K’s review published on Letterboxd:
The signature has become darker and the paper, the canvas has become lighter. Days of Heaven is centered around a complex love triangle that has weight to it, but is also about the industrialization period during the 20's and private ownership. Malick's camera was anchored by rather loose shackles in Badlands, but now he is free. The camera has been set free and the camerawork has become more than just a technical aspect. It has fully evolved into its own character, living amongst the immortalized and canonized people in the film.

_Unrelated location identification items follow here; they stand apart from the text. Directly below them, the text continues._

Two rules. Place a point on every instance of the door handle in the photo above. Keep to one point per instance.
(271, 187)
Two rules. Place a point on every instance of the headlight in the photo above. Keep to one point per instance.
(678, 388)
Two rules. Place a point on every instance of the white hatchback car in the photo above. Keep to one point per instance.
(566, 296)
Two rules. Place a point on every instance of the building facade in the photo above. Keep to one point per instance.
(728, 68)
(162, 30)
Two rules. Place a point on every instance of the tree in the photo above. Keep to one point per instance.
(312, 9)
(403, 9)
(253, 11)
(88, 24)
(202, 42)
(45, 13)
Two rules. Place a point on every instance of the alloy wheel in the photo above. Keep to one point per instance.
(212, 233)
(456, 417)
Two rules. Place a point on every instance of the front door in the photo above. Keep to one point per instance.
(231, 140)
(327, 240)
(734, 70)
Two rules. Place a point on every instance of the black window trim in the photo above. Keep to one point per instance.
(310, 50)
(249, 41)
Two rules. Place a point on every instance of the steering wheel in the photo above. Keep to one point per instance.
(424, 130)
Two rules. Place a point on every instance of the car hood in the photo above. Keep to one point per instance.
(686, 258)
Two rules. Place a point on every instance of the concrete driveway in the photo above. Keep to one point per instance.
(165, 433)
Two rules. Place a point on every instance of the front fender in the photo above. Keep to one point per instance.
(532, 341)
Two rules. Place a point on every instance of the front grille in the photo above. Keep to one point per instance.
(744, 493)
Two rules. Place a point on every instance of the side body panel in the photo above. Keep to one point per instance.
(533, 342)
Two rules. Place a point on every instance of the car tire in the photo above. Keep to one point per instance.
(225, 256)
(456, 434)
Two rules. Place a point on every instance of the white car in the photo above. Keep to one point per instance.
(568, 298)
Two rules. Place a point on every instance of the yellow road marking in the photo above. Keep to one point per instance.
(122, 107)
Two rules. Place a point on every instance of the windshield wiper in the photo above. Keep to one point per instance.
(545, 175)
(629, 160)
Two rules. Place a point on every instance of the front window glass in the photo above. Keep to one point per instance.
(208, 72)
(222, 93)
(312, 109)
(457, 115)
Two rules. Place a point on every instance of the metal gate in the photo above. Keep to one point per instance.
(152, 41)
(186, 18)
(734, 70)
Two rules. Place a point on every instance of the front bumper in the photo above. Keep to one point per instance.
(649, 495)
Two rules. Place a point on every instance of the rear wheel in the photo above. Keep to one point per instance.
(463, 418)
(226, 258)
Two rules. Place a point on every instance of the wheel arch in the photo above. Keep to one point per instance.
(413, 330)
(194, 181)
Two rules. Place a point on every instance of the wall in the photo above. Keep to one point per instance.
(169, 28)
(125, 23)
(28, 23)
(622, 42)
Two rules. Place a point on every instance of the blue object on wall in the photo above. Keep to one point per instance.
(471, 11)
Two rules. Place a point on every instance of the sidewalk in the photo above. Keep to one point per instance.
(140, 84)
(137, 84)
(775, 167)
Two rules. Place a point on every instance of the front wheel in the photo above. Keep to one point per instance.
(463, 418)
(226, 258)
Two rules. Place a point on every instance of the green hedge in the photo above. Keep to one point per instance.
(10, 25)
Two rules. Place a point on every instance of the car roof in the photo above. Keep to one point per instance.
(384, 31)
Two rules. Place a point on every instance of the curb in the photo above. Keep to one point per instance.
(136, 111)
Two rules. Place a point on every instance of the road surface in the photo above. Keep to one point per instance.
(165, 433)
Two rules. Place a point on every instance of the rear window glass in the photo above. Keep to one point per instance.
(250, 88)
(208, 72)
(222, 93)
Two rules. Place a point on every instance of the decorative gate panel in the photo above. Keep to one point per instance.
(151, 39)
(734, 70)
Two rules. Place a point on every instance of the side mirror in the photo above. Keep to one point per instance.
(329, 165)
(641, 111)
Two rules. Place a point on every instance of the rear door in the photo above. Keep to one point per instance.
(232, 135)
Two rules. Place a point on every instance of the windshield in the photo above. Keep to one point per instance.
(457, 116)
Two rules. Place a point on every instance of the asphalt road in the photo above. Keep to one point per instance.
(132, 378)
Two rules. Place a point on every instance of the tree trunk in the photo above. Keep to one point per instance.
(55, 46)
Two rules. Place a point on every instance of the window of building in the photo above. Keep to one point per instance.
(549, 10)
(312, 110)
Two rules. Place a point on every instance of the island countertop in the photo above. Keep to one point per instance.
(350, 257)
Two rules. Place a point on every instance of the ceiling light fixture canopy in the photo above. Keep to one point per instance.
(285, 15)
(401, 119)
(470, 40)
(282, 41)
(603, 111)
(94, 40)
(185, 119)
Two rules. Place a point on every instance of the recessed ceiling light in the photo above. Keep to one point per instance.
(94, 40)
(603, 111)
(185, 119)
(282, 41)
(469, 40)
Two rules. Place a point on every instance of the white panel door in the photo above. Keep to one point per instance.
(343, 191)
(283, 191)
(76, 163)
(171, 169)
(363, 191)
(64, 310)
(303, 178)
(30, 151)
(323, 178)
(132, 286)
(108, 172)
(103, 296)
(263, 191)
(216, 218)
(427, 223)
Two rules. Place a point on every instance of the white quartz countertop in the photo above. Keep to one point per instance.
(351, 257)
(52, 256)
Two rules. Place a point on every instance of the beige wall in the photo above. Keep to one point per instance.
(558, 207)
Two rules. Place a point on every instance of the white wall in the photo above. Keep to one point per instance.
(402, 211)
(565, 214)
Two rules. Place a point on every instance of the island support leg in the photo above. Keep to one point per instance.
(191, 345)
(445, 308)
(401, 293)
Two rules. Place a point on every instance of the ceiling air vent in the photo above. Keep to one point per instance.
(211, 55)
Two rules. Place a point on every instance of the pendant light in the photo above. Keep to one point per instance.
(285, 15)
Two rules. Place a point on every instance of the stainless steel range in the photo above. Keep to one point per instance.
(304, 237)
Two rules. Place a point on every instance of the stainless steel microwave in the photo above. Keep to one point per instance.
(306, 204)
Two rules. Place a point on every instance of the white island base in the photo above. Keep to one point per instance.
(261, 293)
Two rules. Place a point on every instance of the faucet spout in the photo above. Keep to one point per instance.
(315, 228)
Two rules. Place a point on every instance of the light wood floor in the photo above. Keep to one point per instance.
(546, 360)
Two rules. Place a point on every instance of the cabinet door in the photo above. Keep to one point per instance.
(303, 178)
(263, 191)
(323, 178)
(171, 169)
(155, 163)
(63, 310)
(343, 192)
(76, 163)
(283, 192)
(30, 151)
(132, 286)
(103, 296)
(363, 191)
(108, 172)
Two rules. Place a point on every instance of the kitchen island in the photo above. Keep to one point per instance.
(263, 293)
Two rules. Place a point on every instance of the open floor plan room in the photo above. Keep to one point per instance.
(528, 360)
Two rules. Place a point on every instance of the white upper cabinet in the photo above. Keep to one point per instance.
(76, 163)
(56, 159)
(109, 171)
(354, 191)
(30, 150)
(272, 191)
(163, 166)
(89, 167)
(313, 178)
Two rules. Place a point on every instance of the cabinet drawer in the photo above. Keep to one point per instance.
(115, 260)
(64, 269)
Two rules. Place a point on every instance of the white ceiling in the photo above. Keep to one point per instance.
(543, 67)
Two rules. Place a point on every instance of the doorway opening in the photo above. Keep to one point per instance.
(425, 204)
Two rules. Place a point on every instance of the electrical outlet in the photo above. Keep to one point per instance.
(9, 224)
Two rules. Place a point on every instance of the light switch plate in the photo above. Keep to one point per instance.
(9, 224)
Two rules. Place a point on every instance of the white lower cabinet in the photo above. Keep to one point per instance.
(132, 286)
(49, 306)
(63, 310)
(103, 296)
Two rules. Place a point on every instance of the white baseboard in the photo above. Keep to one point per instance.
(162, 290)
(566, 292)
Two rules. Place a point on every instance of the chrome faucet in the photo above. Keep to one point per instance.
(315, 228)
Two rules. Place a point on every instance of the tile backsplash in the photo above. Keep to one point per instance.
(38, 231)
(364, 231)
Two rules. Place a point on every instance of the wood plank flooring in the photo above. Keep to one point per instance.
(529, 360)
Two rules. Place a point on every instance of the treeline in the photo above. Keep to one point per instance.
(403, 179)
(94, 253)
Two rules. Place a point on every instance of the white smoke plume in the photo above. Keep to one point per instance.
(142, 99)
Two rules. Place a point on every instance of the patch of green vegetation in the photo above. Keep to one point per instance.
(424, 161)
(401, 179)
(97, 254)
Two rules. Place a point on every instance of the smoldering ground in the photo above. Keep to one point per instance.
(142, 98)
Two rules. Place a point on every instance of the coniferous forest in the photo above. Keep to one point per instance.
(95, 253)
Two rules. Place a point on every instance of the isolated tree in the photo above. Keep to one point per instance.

What's probably the most impressive aspect to Days of Heaven is how Malick manipulates and alters the sense and idea of time with nuance, with the light, stimulating imagery right by its side. Events unfold so quickly, one thing after the other, making it Malick's most accessible in terms of pacing. It has a very fantastical ambiance hanging over it and accompanies the love triangle very well. Love or the idea of "falling in love" with someone is a wondrous idea by itself, so it only makes sense for Malick and his visuals to fit this, which it does and with impeccable skill.
The child voice-over came off as just another avenue for Malick's conservative philosophies and ideas, which comes off pretty clear through the visual imagery and some of the dialogue from the characters. The ending as well was something unexpected as it was left a bit on the ambiguous, indefinite side and the film was mostly demure and conventional (besides the direction and narrative style). It lost a bit of traction and its grip as it was nearing its end as well.
The traces of Malick from Badlands is still evident in Days of Heaven. Badlands is the superior film between the two because of the dynamic between Kit and Holly was much more refreshing that the love triangle that can be found here in Days of Heaven. Nevertheless, Malick's sophomore effort still has the emotional uppercut that was only made possible because of Malick's new found freedom behind the camera that wasn't present as it was in Badlands.